[![image](https://user-images.githubusercontent.com/23000532/118353602-607d1080-b567-11eb-8744-3e346a438583.png)](https://eval.vision.rwth-aachen.de/rvsu-workshop21/?page_id=110)
# RobMOTS Official Evaluation Code
### NEWS: [RobMOTS Challenge](https://eval.vision.rwth-aachen.de/rvsu-workshop21/?page_id=110) for the [RVSU CVPR'21 Workshop](https://eval.vision.rwth-aachen.de/rvsu-workshop21/) is now live!!!! Challenge deadline June 15.

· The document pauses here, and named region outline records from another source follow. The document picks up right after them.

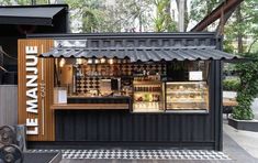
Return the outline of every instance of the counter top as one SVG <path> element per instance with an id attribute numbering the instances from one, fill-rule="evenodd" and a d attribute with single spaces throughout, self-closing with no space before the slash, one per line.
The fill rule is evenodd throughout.
<path id="1" fill-rule="evenodd" d="M 128 104 L 58 104 L 58 105 L 52 105 L 51 109 L 53 110 L 130 109 L 130 105 Z"/>
<path id="2" fill-rule="evenodd" d="M 130 96 L 94 96 L 94 97 L 90 97 L 90 96 L 83 96 L 83 95 L 78 95 L 78 96 L 68 96 L 67 98 L 89 98 L 89 99 L 117 99 L 117 98 L 131 98 Z"/>

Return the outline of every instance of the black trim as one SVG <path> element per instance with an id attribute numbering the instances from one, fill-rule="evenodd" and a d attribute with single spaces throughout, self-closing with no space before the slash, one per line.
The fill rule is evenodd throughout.
<path id="1" fill-rule="evenodd" d="M 180 146 L 180 148 L 179 148 Z M 214 150 L 214 142 L 87 142 L 87 141 L 29 141 L 27 149 L 189 149 Z"/>

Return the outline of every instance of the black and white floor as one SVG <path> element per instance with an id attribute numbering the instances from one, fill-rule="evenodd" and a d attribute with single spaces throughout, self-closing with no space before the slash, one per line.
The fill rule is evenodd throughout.
<path id="1" fill-rule="evenodd" d="M 29 150 L 53 152 L 56 150 Z M 209 150 L 61 150 L 63 159 L 120 159 L 120 160 L 231 160 L 220 151 Z"/>

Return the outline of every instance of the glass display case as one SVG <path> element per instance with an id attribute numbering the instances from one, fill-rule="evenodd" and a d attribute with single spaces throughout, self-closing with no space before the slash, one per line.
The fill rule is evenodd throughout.
<path id="1" fill-rule="evenodd" d="M 135 79 L 133 82 L 133 86 L 134 86 L 133 112 L 164 111 L 161 82 Z"/>
<path id="2" fill-rule="evenodd" d="M 209 111 L 209 90 L 205 82 L 166 83 L 167 111 Z"/>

### NEWS: [Call for short papers](https://eval.vision.rwth-aachen.de/rvsu-workshop21/?page_id=74) (4 pages) on tracking and other video topics for [RVSU CVPR'21 Workshop](https://eval.vision.rwth-aachen.de/rvsu-workshop21/)!!!! Paper deadline June 4.
TrackEval is now the Official Evaluation Kit for the RobMOTS Challenge.
This repository contains the official evaluation code for the challenges available at the [RobMOTS Website](https://eval.vision.rwth-aachen.de/rvsu-workshop21/?page_id=110).
The RobMOTS Challenge tests trackers' ability to work robustly across 8 different benchmarks, while tracking the [80 categories of objects from COCO](https://cocodataset.org/#explore).
The following benchmarks are included:
Benchmark | Website |
|----- | ----------- |
|MOTS Challenge| https://motchallenge.net/results/MOTS/ |
|KITTI-MOTS| http://www.cvlibs.net/datasets/kitti/eval_mots.php |
|DAVIS Challenge Unsupervised| https://davischallenge.org/challenge2020/unsupervised.html |
|YouTube-VIS| https://youtube-vos.org/dataset/vis/ |
|BDD100k MOTS| https://bdd-data.berkeley.edu/ |
|TAO| https://taodataset.org/ |
|Waymo Open Dataset| https://waymo.com/open/ |
|OVIS| http://songbai.site/ovis/ |
## Installing, obtaining the data, and running
Simply follow the code snippet below to install the evaluation code, download the train groundtruth data and an example tracker, and run the evaluation code on the sample tracker.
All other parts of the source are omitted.